Birde burada tüccarlara kendi lisanları üzerinden bir sesleniş vardır. Zira bu ifadeler umuma hitaben değil, facirlerin kitabının siccînde olduğu bilgisiyle başlanmıştır. Bu girizgâh, konuyu genelden özele çeker. Tüccarların tuttuğu veresiye defteri üzerinden, Allah’ın onlara verdiği ömür sermayesinin bir gün hesabının sorulup defterlerinin dürüleceği gerçeği, yine onların kullandığı kelimelerle anlatılmıştır. Zaten 11. ayette ifade edilen din günü, “d-y-n” kökündendir. Bu kök borçluluktur. Din günü, borçluluk bilinciyle, Allah’a olan borcun hesabının sorulacağı gündür. Rakamlandırılmış kitap ilahi mühletin sonundaki borçların sistematik ve kronolojik olarak kaydedilmiş hâli de olabilir. Verilen mesaj açık kimsenin yaptığı yanına kalmaz.

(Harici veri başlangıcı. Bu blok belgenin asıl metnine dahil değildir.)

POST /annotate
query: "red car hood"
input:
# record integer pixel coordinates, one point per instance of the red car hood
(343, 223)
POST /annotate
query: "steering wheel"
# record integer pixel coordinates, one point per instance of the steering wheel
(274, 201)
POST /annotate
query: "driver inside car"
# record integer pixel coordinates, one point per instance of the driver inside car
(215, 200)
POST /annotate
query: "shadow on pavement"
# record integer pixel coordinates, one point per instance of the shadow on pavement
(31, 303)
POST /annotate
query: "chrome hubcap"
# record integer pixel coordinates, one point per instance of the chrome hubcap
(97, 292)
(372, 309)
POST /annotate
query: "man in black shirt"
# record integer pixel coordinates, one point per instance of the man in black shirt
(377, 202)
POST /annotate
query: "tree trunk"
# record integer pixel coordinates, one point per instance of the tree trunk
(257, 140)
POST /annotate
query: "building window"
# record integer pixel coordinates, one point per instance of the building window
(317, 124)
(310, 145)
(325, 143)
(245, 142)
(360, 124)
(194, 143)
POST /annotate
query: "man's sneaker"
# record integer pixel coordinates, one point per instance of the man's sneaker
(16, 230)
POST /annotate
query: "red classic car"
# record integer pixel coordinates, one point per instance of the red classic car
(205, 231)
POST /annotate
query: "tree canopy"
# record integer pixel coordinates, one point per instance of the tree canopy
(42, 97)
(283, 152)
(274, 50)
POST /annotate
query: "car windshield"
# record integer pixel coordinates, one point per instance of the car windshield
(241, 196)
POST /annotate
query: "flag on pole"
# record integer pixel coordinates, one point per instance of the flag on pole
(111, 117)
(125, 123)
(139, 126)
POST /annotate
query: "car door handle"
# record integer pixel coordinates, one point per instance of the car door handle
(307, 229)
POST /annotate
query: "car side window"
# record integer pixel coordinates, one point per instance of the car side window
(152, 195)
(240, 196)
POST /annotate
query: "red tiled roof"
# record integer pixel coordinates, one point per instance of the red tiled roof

10- O gün yalanlayanların vay haline!

Zira her yalan ve aldatma, zincirin halkaları gibi, bir öncekinden kaynaklanır ve o gün insanın elini kolunu bağlayan tasma ve prangalara dönüşür. Allah Resulü’nün dediği gibi “Aldatan bizden değildir.” Çünkü mümin, güvenilir, emin kişidir. Bu yüzden güveni kaybetmektense kârdan zarar etmeyi göze almak çok daha evladır.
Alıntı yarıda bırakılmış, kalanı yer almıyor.